Apache Beam Core Concepts

The Beam Model

Evolved from Google's MapReduce, FlumeJava, and Millwheel projects. Originally called the "Dataflow Model."

Key Abstractions

Pipeline

A Pipeline encapsulates the entire data processing task, including reading, transforming, and writing data.

// Java
Pipeline p = Pipeline.create(options);
p.apply(...)
 .apply(...)
 .apply(...);
p.run().waitUntilFinish();

# Python
with beam.Pipeline(options=options) as p:
    (p | 'Read' >> beam.io.ReadFromText('input.txt')
       | 'Transform' >> beam.Map(process)
       | 'Write' >> beam.io.WriteToText('output'))

PCollection

A distributed dataset that can be bounded (batch) or unbounded (streaming).

Properties

Immutable - Once created, cannot be modified
Distributed - Elements processed in parallel
May be bounded or unbounded
Timestamped - Each element has an event timestamp
Windowed - Elements assigned to windows

PTransform

A data processing operation that transforms PCollections.

// Java
PCollection<String> output = input.apply(MyTransform.create());

# Python
output = input | 'Name' >> beam.ParDo(MyDoFn())

Core Transforms

ParDo

General-purpose parallel processing.

// Java
input.apply(ParDo.of(new DoFn<String, Integer>() {
    @ProcessElement
    public void processElement(@Element String element, OutputReceiver<Integer> out) {
        out.output(element.length());
    }
}));

# Python
class LengthFn(beam.DoFn):
    def process(self, element):
        yield len(element)

input | beam.ParDo(LengthFn())
# Or simpler:
input | beam.Map(len)

GroupByKey

Groups elements by key.

PCollection<KV<String, Integer>> input = ...;
PCollection<KV<String, Iterable<Integer>>> grouped = input.apply(GroupByKey.create());

CoGroupByKey

Joins multiple PCollections by key.

Combine

Combines elements (sum, mean, etc.).

// Global combine
input.apply(Combine.globally(Sum.ofIntegers()));

// Per-key combine
input.apply(Combine.perKey(Sum.ofIntegers()));

Flatten

Merges multiple PCollections.

PCollectionList<String> collections = PCollectionList.of(pc1).and(pc2).and(pc3);
PCollection<String> merged = collections.apply(Flatten.pCollections());

Partition

Splits a PCollection into multiple PCollections.

Windowing

Types

Fixed Windows - Regular, non-overlapping intervals
Sliding Windows - Overlapping intervals
Session Windows - Gaps of inactivity define boundaries
Global Window - All elements in one window (default)

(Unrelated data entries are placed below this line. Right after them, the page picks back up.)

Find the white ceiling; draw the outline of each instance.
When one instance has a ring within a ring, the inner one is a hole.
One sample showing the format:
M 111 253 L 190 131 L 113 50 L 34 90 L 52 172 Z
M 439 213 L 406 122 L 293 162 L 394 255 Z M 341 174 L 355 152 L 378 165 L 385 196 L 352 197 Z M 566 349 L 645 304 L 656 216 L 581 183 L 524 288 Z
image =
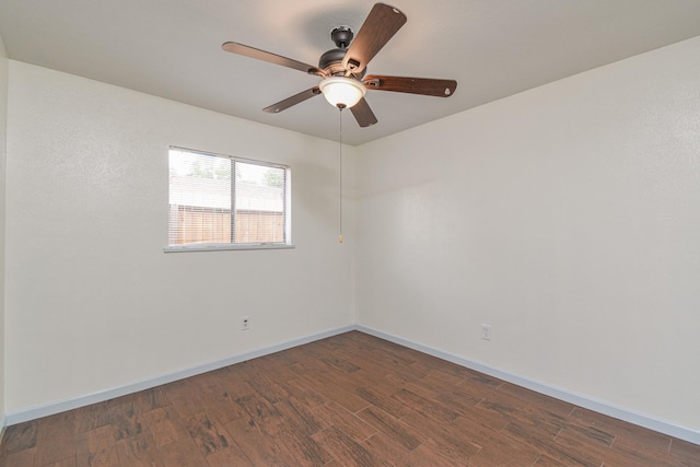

input.apply(Window.into(FixedWindows.of(Duration.standardMinutes(5))));

input | beam.WindowInto(beam.window.FixedWindows(300))

Triggers

Control when results are emitted.

input.apply(Window.<T>into(FixedWindows.of(Duration.standardMinutes(5)))
    .triggering(AfterWatermark.pastEndOfWindow()
        .withEarlyFirings(AfterProcessingTime.pastFirstElementInPane()
            .plusDelayOf(Duration.standardMinutes(1))))
    .withAllowedLateness(Duration.standardHours(1))
    .accumulatingFiredPanes());

Side Inputs

Additional inputs to ParDo.

PCollectionView<Map<String, String>> sideInput =
    lookupTable.apply(View.asMap());

mainInput.apply(ParDo.of(new DoFn<String, String>() {
    @ProcessElement
    public void processElement(ProcessContext c) {
        Map<String, String> lookup = c.sideInput(sideInput);
        // Use lookup...
    }
}).withSideInputs(sideInput));

Pipeline Options

Configure pipeline execution.

public interface MyOptions extends PipelineOptions {
    @Description("Input file")
    @Required
    String getInput();
    void setInput(String value);
}

MyOptions options = PipelineOptionsFactory.fromArgs(args).as(MyOptions.class);

Schema

Strongly-typed access to structured data.

@DefaultSchema(AutoValueSchema.class)
@AutoValue
public abstract class User {
    public abstract String getName();
    public abstract int getAge();
}

PCollection<User> users = ...;
PCollection<Row> rows = users.apply(Convert.toRows());

Error Handling

Dead Letter Queue Pattern

TupleTag<String> successTag = new TupleTag<>() {};
TupleTag<String> failureTag = new TupleTag<>() {};

PCollectionTuple results = input.apply(ParDo.of(new DoFn<String, String>() {
    @ProcessElement
    public void processElement(ProcessContext c) {
        try {
            c.output(process(c.element()));
        } catch (Exception e) {
            c.output(failureTag, c.element());
        }
    }
}).withOutputTags(successTag, TupleTagList.of(failureTag)));

results.get(successTag).apply(WriteToSuccess());
results.get(failureTag).apply(WriteToDeadLetter());

Cross-Language Pipelines

Use transforms from other SDKs.

# Use Java Kafka connector from Python
from apache_beam.io.kafka import ReadFromKafka

result = pipeline | ReadFromKafka(
    consumer_config={'bootstrap.servers': 'localhost:9092'},
    topics=['my-topic']
)

Best Practices

Prefer built-in transforms over custom DoFns
Use schemas for type-safe operations
Minimize side inputs for performance
Handle late data explicitly
Test with DirectRunner before deploying
Use TestPipeline for unit tests

beam-concepts